Marge Perry Newsday columnist Marge Perry

Marge Perry, Newsday's weekly 3 Simple columnist, also writes, broadcasts, teaches and speaks about cooking, food and nutrition. In her long-standing capacity as a Newsday columnist, Contributing Editor for Cooking Light, author of the blog A Sweet and Savory Life, restaurant critic, recent columnist for several leading magazines (Better Homes & Gardens, Prevention); regular contributor to many magazines, (including Self, More, Coastal Living, and Relish) and frequent guest on television and radio, Perry is an accessible and authoritative guide for anyone who cooks, eats and travels.

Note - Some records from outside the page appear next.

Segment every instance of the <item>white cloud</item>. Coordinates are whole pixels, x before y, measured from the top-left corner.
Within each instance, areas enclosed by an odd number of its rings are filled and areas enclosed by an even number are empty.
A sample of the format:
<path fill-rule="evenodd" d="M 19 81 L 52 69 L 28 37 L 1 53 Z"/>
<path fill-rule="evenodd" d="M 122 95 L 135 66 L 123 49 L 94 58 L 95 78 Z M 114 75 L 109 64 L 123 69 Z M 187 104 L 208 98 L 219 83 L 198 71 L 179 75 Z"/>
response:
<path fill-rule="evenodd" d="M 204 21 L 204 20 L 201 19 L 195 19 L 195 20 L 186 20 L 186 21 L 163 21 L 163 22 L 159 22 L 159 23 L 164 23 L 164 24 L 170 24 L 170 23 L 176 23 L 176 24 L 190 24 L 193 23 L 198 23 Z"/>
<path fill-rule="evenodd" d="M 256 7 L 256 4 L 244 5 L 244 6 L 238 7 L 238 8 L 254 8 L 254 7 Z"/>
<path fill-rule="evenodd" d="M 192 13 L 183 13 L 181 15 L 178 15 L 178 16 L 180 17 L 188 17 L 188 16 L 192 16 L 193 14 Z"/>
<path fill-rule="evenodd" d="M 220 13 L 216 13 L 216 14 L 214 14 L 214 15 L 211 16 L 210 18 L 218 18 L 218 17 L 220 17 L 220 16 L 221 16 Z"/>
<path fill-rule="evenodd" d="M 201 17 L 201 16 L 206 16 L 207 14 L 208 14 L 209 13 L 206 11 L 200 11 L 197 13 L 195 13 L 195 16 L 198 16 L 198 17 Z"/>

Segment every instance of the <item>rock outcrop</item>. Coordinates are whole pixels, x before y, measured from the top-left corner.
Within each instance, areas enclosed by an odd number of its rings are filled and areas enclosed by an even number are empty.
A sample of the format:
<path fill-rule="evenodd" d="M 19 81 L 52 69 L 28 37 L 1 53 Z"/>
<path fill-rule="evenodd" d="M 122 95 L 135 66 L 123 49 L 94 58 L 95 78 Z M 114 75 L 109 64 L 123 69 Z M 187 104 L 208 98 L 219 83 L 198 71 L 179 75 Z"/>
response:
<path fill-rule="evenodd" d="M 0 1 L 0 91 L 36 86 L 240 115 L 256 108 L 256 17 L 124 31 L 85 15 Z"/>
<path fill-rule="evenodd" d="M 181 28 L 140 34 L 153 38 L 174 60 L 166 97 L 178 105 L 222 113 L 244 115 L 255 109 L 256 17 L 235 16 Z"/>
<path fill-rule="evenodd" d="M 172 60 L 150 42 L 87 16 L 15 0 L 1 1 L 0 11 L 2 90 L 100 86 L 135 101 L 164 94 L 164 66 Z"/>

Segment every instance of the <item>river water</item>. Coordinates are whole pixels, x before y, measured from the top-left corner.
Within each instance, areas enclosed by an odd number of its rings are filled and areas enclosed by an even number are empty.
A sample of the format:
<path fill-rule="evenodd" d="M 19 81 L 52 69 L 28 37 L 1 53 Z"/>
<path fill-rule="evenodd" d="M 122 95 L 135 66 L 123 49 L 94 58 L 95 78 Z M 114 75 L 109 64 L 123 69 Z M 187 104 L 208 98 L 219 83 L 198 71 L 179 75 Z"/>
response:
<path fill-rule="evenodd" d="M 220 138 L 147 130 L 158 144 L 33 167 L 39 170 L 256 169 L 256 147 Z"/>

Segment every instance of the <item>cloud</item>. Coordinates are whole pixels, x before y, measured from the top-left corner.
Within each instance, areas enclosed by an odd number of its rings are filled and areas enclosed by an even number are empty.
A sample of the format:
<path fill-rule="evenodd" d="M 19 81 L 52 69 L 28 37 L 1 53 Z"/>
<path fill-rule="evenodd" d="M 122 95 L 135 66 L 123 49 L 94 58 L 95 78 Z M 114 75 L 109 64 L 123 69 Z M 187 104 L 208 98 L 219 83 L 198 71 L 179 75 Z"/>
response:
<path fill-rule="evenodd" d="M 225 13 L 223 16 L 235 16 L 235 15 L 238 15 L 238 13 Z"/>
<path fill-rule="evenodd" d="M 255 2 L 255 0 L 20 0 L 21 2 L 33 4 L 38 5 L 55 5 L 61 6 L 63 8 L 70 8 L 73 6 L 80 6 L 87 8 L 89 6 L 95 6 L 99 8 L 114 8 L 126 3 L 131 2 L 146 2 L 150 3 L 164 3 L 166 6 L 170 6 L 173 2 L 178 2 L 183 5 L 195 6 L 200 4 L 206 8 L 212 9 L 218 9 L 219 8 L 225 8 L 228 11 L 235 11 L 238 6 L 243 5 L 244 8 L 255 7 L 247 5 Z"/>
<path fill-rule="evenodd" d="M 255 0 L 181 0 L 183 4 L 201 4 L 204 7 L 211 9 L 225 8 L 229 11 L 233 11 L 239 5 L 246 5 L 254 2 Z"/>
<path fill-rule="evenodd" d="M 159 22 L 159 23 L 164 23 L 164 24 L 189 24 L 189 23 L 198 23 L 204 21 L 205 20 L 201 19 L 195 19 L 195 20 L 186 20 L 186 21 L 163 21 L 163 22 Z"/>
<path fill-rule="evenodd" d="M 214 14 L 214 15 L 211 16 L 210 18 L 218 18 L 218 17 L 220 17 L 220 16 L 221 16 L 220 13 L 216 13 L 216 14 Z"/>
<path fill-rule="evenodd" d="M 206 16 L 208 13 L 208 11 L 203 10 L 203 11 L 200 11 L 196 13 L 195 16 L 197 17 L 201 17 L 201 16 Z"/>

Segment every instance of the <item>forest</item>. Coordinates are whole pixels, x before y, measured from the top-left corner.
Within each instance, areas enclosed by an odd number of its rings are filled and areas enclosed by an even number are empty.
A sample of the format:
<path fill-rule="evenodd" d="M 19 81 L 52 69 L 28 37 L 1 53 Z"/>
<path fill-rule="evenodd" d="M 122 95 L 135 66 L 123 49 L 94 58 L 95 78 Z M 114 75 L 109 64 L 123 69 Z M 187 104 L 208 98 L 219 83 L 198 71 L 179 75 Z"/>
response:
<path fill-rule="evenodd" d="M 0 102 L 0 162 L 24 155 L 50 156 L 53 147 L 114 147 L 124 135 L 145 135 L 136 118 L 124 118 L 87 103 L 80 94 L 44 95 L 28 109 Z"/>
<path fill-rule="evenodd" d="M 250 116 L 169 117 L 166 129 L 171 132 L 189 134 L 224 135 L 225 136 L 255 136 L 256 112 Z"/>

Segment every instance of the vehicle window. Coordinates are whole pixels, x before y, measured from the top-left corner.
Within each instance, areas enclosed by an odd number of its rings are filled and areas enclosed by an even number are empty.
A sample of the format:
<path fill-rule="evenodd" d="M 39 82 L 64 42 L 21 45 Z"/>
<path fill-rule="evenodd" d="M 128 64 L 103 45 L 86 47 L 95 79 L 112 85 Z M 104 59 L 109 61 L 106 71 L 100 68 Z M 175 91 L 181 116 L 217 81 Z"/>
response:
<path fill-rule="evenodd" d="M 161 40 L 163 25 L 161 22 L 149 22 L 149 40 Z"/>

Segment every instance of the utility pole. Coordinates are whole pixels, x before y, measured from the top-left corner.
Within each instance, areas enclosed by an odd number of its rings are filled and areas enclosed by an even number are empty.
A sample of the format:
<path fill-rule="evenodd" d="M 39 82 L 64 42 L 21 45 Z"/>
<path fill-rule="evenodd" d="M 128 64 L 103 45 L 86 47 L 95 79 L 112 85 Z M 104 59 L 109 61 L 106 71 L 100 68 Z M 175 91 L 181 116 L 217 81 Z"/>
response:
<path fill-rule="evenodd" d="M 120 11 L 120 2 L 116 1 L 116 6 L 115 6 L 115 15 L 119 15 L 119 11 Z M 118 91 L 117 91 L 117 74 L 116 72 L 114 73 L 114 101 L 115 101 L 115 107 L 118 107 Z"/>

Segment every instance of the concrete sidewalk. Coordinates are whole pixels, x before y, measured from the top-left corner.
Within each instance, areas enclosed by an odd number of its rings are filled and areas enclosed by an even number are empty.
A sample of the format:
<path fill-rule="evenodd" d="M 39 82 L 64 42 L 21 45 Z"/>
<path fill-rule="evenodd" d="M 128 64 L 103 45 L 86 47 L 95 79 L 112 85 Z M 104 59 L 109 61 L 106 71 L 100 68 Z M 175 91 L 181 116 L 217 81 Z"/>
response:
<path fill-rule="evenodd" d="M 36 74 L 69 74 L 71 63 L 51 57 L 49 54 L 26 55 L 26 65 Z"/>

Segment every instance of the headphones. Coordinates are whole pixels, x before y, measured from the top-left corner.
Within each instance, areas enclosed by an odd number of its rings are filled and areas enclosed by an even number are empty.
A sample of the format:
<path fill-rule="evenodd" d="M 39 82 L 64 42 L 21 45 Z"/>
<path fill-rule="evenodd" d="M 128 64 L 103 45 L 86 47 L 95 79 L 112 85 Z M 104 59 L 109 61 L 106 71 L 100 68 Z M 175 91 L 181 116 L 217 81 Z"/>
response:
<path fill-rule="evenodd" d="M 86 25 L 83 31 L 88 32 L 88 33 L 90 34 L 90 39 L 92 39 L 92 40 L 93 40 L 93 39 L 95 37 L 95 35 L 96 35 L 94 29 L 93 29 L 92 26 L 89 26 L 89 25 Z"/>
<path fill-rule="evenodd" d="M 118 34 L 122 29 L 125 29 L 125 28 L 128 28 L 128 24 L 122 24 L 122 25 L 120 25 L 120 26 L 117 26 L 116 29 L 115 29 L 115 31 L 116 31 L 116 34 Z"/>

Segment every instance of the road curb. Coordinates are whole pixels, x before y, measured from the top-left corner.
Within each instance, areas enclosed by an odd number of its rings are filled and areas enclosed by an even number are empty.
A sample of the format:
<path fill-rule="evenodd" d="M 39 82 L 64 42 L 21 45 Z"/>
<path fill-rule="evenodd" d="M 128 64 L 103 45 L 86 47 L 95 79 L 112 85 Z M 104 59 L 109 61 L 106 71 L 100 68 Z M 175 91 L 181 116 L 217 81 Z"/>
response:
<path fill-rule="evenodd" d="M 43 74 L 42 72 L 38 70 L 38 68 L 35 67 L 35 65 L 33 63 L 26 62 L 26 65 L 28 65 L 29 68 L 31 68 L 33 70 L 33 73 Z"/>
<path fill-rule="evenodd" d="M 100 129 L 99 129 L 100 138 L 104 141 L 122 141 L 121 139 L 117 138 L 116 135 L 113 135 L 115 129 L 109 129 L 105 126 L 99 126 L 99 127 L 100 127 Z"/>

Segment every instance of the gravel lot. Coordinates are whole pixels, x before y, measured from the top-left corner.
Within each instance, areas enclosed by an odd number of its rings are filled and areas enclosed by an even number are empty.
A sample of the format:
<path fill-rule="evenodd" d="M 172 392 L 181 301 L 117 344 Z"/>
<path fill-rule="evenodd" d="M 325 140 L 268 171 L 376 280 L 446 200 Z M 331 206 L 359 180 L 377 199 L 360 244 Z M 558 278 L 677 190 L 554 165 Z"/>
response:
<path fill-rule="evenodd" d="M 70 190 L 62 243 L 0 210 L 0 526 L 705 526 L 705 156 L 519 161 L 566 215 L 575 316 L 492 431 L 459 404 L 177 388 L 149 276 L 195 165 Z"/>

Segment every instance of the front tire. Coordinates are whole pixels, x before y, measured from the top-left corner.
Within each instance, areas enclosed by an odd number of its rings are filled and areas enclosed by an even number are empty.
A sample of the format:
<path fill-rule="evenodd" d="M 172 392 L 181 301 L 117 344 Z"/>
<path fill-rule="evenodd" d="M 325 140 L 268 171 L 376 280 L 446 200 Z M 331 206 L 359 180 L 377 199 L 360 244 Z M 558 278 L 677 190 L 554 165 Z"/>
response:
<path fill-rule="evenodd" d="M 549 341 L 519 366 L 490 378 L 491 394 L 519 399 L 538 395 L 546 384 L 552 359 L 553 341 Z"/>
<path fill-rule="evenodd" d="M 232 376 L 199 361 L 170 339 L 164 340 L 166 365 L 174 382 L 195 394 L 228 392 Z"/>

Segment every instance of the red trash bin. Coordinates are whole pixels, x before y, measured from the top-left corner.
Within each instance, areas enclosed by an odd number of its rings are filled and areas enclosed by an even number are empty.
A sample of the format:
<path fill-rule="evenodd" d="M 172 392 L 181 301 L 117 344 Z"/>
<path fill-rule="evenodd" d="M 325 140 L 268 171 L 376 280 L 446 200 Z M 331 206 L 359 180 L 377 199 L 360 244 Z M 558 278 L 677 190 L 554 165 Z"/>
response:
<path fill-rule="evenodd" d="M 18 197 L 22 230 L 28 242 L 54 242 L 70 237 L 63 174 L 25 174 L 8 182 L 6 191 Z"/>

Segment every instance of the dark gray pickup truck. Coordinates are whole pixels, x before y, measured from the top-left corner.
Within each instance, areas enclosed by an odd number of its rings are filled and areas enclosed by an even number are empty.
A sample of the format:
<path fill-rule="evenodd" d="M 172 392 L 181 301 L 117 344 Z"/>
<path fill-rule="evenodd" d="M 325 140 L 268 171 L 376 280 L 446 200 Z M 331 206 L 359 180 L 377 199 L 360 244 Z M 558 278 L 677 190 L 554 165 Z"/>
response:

In addition to Dinner Tonight, the cookbook based on her daily Newsday column, Ms. Perry has contributed recipes and text to nearly 20 other food and nutrition books. Her articles have been syndicated internationally in magazines and books, and her recipes have appeared on the Television Food Network and numerous television news segments.

Perry teaches cooking and food writing at the Institute of Culinary Education in New York City, food writing at, and is a guest lecturer at the culinary management graduate school at New York University. Her extensive involvement with the food industry ranges from writing and reporting about cooking and nutrition, chefs, restaurants, growers, producers and manufacturers; restaurant reviewing; menu consulting; consumer trend analysis; and volunteering to bring food and cooking/nutrition know-how to those in need. She is the recipient of numerous awards, including the Libby Hillman Award for Culinary Excellence and the Food Writers’ Symposium scholarship and the Association of Food Journalists Award for Best Food Essay for an ode to her mother and strawberry-frosted cupcakes.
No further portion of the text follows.